Çözüm sürecini, başından beri sahnede hüner sergileyen bir sihirbazı seyreder gibi izledik. Sihirbazın ne yaptığını bilmiyorduk ama; işin fenası bilmemiz gerektiğini de düşünmüyorduk; devlet sırrı o kadar da merak edilmeye gelmezdi! Süreç, bütün sihirbazlık numaralarında olduğu gibi gizli-kapaklı cereyan ediyordu ve öyle olmalıydı. İşte bu gibi ümitlerle, Oslo’da, İmralı’da, Kandil’de veya başka mahfillerde hükûmet temsilcileri ile PKK arasında nelerin konuşulduğuna, hangi sözlerin verildiğine, kimin hangi dereceye kadar taviz verdiğine aldırış etmedik. Şapkadan güvercin çıktığında mucize olacaktı; ayrıntılar önemsizdi.
Olmadı, şapkadan güvercin çıkmadı, hokus-pokus işlemedi. Yapılacak tek şey var şimdi: Bilebildiğimiz kadarıyla Oslo’dan bu yana yapılan bütün görüşmelerin tutanaklarını, bütün ayrıntısıyla yayınlamak; Sihirli şapkayı tersyüz edip içindekileri halka göstermek!
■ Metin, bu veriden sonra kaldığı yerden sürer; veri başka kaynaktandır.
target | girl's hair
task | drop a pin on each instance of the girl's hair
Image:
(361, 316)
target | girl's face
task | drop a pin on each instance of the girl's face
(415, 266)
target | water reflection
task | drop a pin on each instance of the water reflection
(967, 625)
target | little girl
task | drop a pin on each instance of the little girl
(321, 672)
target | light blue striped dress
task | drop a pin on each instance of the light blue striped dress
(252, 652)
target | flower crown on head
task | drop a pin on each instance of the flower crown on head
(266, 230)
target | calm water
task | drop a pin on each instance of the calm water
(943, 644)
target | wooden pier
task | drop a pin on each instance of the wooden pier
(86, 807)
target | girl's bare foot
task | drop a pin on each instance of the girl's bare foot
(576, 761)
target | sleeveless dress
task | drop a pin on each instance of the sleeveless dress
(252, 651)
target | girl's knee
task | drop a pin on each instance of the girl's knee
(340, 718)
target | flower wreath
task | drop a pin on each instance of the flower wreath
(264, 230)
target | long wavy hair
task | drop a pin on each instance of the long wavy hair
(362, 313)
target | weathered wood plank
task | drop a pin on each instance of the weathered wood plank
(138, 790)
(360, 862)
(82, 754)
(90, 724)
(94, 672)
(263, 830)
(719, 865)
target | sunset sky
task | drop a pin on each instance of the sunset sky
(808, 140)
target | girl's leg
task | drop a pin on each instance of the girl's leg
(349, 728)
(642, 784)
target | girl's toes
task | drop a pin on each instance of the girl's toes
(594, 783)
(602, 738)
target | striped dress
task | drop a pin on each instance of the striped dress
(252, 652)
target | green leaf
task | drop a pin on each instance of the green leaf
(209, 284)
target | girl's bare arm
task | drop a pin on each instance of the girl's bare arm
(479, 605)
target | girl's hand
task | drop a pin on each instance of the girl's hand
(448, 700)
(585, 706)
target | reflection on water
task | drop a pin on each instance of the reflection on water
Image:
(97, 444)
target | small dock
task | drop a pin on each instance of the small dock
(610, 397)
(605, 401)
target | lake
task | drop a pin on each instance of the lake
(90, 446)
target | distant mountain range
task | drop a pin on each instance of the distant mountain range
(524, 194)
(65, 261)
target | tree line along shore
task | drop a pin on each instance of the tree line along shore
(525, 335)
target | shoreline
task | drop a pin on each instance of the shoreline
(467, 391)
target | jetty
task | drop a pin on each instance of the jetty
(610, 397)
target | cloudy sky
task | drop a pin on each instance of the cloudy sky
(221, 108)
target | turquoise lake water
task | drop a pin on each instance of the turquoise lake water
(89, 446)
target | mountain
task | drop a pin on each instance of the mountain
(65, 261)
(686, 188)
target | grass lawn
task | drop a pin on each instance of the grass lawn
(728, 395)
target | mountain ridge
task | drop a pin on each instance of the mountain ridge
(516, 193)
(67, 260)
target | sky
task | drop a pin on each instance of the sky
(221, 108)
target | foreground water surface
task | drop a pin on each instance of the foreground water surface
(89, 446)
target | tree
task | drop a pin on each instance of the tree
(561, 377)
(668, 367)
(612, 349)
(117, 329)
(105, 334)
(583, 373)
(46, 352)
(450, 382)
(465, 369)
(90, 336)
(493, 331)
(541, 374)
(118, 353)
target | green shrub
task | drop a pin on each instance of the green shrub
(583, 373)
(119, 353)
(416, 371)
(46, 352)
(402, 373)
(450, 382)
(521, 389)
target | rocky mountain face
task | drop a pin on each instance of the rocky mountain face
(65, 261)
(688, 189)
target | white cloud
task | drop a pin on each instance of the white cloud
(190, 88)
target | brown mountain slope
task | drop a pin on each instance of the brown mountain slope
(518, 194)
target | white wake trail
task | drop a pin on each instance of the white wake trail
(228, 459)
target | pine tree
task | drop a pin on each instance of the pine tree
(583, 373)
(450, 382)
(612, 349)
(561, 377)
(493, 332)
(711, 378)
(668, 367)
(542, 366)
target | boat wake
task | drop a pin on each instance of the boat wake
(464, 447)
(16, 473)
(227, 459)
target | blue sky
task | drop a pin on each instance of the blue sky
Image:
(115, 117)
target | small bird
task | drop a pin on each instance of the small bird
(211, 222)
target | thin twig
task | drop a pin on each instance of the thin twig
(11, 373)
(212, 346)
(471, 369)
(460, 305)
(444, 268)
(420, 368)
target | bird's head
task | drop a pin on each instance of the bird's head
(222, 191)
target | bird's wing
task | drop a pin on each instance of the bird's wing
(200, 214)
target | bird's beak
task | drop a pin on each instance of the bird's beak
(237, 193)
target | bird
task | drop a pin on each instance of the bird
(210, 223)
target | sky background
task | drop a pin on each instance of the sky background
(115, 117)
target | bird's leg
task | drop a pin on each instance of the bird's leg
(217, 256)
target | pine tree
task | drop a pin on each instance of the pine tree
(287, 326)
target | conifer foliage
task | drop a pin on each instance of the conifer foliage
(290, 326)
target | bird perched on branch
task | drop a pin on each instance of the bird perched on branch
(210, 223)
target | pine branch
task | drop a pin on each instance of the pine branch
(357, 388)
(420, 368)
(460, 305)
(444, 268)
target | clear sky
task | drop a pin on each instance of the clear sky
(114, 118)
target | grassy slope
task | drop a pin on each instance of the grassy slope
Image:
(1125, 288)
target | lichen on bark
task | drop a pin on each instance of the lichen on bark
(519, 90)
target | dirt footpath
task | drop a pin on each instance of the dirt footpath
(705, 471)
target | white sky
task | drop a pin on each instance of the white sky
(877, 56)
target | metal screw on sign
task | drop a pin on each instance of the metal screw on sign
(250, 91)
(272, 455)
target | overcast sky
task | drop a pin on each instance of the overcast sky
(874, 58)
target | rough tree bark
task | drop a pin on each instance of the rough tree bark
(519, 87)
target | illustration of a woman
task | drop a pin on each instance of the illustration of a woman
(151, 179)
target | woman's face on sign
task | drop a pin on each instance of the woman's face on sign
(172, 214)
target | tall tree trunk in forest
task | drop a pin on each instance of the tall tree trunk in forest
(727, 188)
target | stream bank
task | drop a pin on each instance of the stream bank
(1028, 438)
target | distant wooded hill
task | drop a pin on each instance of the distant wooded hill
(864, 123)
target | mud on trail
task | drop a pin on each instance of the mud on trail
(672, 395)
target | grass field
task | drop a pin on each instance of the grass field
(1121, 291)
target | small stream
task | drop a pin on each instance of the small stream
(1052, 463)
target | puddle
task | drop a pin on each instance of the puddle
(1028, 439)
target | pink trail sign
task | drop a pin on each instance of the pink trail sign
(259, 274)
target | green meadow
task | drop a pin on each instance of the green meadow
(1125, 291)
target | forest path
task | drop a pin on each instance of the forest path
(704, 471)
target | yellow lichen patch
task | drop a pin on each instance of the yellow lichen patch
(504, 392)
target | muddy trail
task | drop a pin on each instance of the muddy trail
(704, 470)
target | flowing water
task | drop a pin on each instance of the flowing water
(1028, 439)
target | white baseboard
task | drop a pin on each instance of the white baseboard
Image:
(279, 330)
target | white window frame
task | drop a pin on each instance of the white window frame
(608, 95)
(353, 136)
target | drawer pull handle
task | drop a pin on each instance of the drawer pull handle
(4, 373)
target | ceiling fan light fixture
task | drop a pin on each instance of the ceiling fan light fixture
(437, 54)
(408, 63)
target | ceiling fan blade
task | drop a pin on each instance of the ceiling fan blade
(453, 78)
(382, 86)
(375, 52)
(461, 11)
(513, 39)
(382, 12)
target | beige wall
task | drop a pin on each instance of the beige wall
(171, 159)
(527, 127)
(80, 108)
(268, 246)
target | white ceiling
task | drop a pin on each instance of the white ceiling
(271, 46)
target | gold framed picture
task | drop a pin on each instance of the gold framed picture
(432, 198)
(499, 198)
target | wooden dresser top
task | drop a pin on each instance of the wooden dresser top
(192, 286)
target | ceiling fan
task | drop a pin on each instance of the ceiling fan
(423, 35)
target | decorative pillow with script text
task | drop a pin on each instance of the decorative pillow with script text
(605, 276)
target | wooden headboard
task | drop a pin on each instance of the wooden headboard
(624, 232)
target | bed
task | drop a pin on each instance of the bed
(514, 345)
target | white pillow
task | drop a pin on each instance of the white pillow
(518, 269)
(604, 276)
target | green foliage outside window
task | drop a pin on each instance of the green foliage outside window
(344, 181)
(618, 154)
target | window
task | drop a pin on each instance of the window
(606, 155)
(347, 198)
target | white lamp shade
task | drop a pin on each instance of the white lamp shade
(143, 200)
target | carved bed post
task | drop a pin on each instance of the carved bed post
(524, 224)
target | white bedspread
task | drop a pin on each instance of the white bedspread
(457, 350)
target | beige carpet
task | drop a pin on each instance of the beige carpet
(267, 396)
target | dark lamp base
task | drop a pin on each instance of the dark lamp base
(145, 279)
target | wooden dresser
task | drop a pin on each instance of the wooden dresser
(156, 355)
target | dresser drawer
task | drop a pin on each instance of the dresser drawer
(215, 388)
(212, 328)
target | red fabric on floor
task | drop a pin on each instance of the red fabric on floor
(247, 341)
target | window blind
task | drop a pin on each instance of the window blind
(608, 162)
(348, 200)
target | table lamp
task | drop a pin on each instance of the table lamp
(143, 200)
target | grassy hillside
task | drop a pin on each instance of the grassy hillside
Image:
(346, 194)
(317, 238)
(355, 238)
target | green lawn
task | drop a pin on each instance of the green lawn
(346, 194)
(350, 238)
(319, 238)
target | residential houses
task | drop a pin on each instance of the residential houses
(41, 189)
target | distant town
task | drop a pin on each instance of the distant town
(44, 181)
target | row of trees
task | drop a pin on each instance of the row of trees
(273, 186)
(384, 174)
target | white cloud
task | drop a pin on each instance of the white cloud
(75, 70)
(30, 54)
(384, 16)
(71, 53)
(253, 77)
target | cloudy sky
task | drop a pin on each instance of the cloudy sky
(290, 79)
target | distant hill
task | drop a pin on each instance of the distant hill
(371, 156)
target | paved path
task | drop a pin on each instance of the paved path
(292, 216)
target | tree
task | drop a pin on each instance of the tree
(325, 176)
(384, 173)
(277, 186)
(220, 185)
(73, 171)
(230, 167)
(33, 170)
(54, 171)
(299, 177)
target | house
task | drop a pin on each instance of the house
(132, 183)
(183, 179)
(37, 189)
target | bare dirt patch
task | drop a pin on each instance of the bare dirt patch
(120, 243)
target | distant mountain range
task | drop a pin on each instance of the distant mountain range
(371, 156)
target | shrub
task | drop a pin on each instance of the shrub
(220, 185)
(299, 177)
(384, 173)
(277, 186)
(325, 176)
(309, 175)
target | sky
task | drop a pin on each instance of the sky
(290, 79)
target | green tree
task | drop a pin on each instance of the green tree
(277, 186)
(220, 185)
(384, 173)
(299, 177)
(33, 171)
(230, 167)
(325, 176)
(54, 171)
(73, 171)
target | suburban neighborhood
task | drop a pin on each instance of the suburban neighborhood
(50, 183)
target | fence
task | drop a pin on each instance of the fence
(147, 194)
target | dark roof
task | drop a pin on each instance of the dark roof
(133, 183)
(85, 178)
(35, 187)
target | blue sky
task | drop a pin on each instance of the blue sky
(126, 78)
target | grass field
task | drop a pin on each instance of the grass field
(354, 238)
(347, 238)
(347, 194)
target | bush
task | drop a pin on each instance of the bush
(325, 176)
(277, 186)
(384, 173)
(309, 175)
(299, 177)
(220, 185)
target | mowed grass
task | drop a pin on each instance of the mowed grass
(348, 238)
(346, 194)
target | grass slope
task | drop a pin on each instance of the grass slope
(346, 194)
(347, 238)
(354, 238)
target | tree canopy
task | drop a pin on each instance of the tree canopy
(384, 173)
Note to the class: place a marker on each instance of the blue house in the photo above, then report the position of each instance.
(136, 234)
Demokratik özerkliğin içinde neler var; “Çözüm” dediğimiz terkibin komşu devletleri ve dış aktörleri ilgilendiren boyutları nelerdir; İran, ABD, Avrupa Birliği, Rusya, çözümün neresinde, hangi tavırla duruyorlar?
Süreci kim aksattı, bilmeliyiz; hangi taraf neyi vaadetti ve sözünde durmadı bilmeliyiz; kim, verdiği sözün hilâfına süreci zehirleyecek adımlar attı ve atmakta, bilmeliyiz. Sahnede sihirbaz olmadığı belli, kimsenin elinde sihirli değnek filan da yok. Bugüne kadar sürdürülen gizli-kapaklı “diplomasi”nin vardığı yer bir fiyasko; bir arpa boyu yol!